„LIES!“

Vorstandsmitglied der Abu Bakr Moschee an der HTS

Wie ist das Verhältnis von Glaube und Naturwissenschaften aus muslimischer Sicht zu deuten? Diese Frage kam im Religionsunterricht auf, nachdem das Thema anhand von biblischen Schöpfungstexten aus christlicher Perspektive beleuchtet wurde. Frau Latifa Kaddouri, ein Vorstandsmitglied der Abu Bakr Moschee Frankfurt, kam als Referentin an die Hochtaunusschule. Auftakt ihres Vortrages war eine Einführung in die Haltung, mit der der Koran studiert werden soll: Die Eröffnung des Koran, die im Deutschen mit „Lies“ wiedergegeben wird, fordert zur lebenslangen Auseinandersetzung mit der göttlichen Offenbarung auf. Das Wort hat im Arabischen eine große Bedeutungsspanne: lesen, hinterfragen, verstehen, interpretieren. Diese Haltung kann die Richtung für die Beantwortung der Eingangsfrage vorgeben.

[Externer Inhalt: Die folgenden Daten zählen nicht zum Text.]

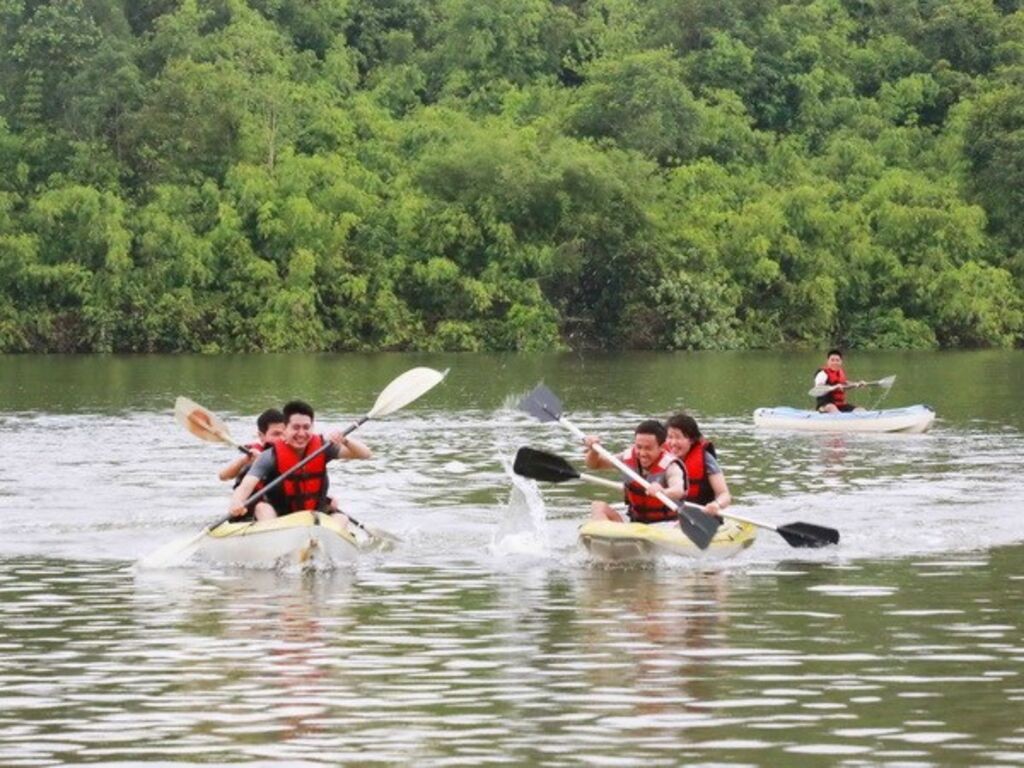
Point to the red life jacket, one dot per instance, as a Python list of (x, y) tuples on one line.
[(305, 488), (698, 489), (643, 508), (837, 396)]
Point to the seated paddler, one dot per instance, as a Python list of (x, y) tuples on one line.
[(650, 459), (302, 489)]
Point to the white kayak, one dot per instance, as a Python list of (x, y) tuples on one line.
[(911, 419), (635, 542), (303, 539)]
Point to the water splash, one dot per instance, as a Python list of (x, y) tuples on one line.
[(523, 523)]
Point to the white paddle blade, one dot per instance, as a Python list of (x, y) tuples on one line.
[(404, 389), (201, 422), (172, 554)]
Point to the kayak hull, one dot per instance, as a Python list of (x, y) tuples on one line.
[(909, 420), (634, 542), (302, 539)]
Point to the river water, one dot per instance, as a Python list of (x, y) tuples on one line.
[(486, 637)]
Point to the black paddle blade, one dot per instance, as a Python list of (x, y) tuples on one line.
[(698, 526), (539, 465), (808, 536), (542, 404)]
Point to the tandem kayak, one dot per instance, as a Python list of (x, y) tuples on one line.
[(634, 542), (911, 419), (304, 539)]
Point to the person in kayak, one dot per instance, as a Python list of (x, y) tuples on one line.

90 Minuten lang folgten die Teilnehmenden voll konzentriert den Informationen. Frau Kaddouri hat zentrale Aussagen über die Schöpfung vorgestellt. Der Islam glaubt an Gott als alleinigen Schöpfer: „Er ist es, der die Himmel und die Erde erschaffen hat und was dazwischen ist.“ (Sure 25:29) Zu dem, was zwischen den Himmeln und der Erde ist, gehört auch das Wissen. Es wurde von Gott erschaffen und Menschen haben Zugang dazu. Je mehr ein Mensch weiß, desto mehr kann er die perfekte Schöpfung Gottes bewundern.

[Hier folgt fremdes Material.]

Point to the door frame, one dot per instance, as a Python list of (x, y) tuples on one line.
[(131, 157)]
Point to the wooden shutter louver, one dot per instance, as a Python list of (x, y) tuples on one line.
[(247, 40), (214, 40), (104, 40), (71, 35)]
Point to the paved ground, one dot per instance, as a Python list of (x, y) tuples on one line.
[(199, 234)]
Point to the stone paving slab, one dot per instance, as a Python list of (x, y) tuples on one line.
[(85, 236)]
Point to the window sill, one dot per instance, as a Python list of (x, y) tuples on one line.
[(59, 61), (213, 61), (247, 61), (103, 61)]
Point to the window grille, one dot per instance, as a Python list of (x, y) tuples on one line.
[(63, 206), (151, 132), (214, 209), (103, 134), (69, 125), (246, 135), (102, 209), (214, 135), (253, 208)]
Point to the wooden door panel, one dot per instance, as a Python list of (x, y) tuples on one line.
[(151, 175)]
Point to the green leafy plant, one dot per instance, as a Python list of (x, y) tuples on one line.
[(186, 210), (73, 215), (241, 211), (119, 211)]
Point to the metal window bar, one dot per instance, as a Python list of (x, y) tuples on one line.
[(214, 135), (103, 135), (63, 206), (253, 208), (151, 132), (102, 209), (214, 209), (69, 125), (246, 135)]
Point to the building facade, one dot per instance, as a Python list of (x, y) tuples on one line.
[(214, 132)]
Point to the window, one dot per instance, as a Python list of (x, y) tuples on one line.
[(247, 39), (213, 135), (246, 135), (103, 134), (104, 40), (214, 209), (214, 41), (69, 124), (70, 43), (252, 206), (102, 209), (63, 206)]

An vielen Stellen ergaben sich Fragen, die angeregt diskutiert wurden. Frau Kaddouri hat den Zuhörenden das Menschenbild des Islam nahegebracht. Sie erklärte, dass nur Gott in das Herz blicken kann und es deshalb den Menschen untersagt ist, andere zu beurteilen. Auch sind alle Menschen gleich, keiner darf sich über einen anderen stellen. Deshalb ist es streng verboten, über das Leben eines anderen zu entscheiden. In diesem Zusammenhang brannten den Teilnehmer*innen Fragen zum Dschihad und zum religiösen Extremismus auf den Nägeln. Als studierte Soziologin stellte Frau Kaddouri einen Zusammenhang zwischen Extremismus und den Lebensbedingungen in zerfallenden Staaten her. Das Wort „Dschihad“ bezeichnet die Anstrengungen, die ein Mensch unternimmt, um zu Gott zu kommen. Damit darf unter keinen Umständen Gewaltausübung legitimiert werden. Religion wird oft als Vorwand für das Durchsetzen anderer Interessen missbraucht. Ein Schüler mit afghanischen Wurzeln stellte den Extremismus in seinem Heimatland als Folge der katastrophalen Bildungslage dar: Menschen, die nicht Lesen und Schreiben können, tun und glauben, was ihnen gesagt wird. Sie haben keine Möglichkeit, extreme Glaubenslehren zu prüfen oder zu hinterfragen.